Minister for Climate Change and Environment Denis Naughten has suggested free parking, free tolls and possibly access to bus lanes as measures which would incentivise the take-up of electric vehicles.

But the chairman of Dublin City Council’s strategic policy committee on transportation has dismissed the idea.

Cllr Ciarán Cuffe was speaking at the launch of a Green Party policy to “mandate” filling-station owners to install fast-charging points for electric vehicles.

Incentives

He and party leader Eamon Ryan dismissed free on-street parking for electric vehicles. Mr Cuffe said the Government should make incentives such as forecourt owners being obliged to offer charging points but otherwise the focus should be on public transport, he said.

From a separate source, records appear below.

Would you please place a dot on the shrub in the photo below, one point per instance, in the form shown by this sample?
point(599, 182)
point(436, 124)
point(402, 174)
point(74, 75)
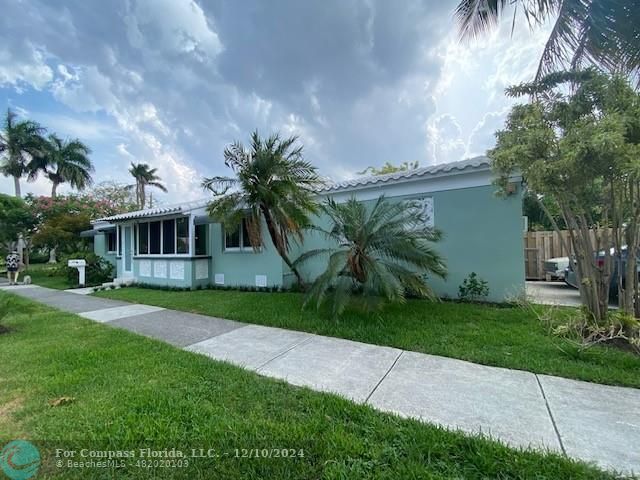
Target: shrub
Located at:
point(98, 269)
point(473, 288)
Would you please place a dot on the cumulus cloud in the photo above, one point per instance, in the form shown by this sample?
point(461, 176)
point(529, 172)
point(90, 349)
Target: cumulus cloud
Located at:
point(171, 83)
point(24, 68)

The clash of public policy on electric vehicles only begins here. The Government has incentivised the purchase of electric cars with a grant of up to €5,000 – hoping to attract fleet buyers.

However, the Revenue has confirmed that employees who avail of free electricity at their place of work are liable for benefit-in-kind tax. The actual sums involved are minuscule – it costs in the region of €2.50 to fully charge a Nissan Leaf – but employers may be discouraged by the bureaucracy involved.

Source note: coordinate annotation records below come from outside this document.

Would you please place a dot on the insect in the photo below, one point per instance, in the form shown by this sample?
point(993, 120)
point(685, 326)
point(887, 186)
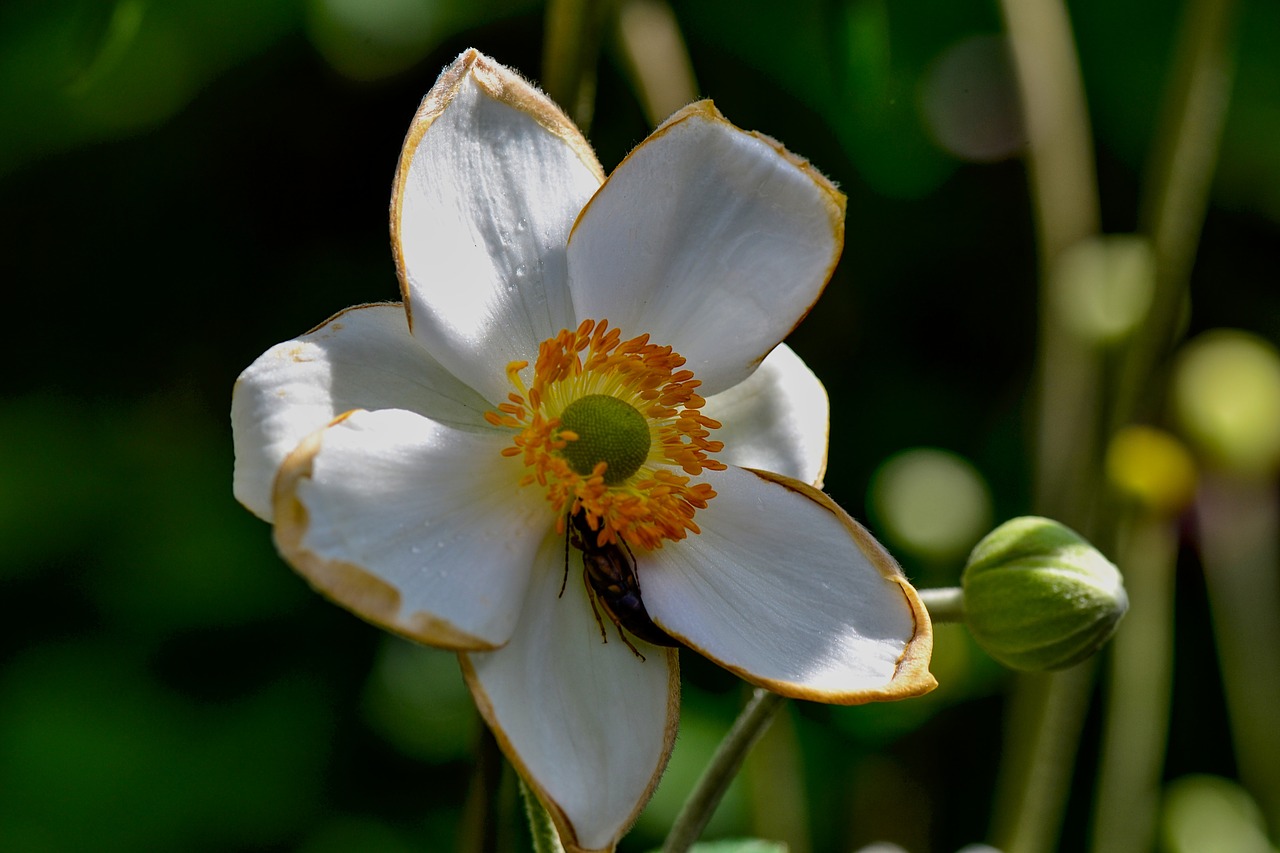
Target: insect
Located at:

The charging network contains 1,200 charge points, 300 of them in Northern Ireland. Just 85 of these are fast-charging points, 70 in the Republic and 15 in the North. The fast chargers typically recharge a car to 80 per cent in about 30 minutes. But at 70 across the country queues are frequent, while the alternative can be a multi-hour wait.

In Dublin inside the canal cordon there are no fast chargers. In Co Kerry there is one listed. The entire northwest is regarded as a blackspot.

The ESB said it was not expanding the network pending a decision on charges from the Commission for Energy Regulation. The regulator has recently told an Oireachtas committee there could be no more cross-subsidies between sectors: “General electricity users cannot be asked to subsidise car users by subsidizing price of their fuel.”

This means the regulator is not minded to continue to incentivise electric vehicles. Yet the departments responsible for transport and climate change have a high-level committee of civil servants due to report this month on what new incentives can be brought to bear on the low take-up.

In 2008 the government said 10 per cent of the entire vehicle fleet would be electric by 2020, some 250,000 vehicles. In 2014, it was revised to 50,000. This year it fell to 20,000.

Last week the State’s national mitigation plan included a pledge to effectively electrify the entire Irish car and van fleet by 2030.

This will not happen by magic.

The Taoiseach needs to get himself a 300km-range electric car and drive the plan forward.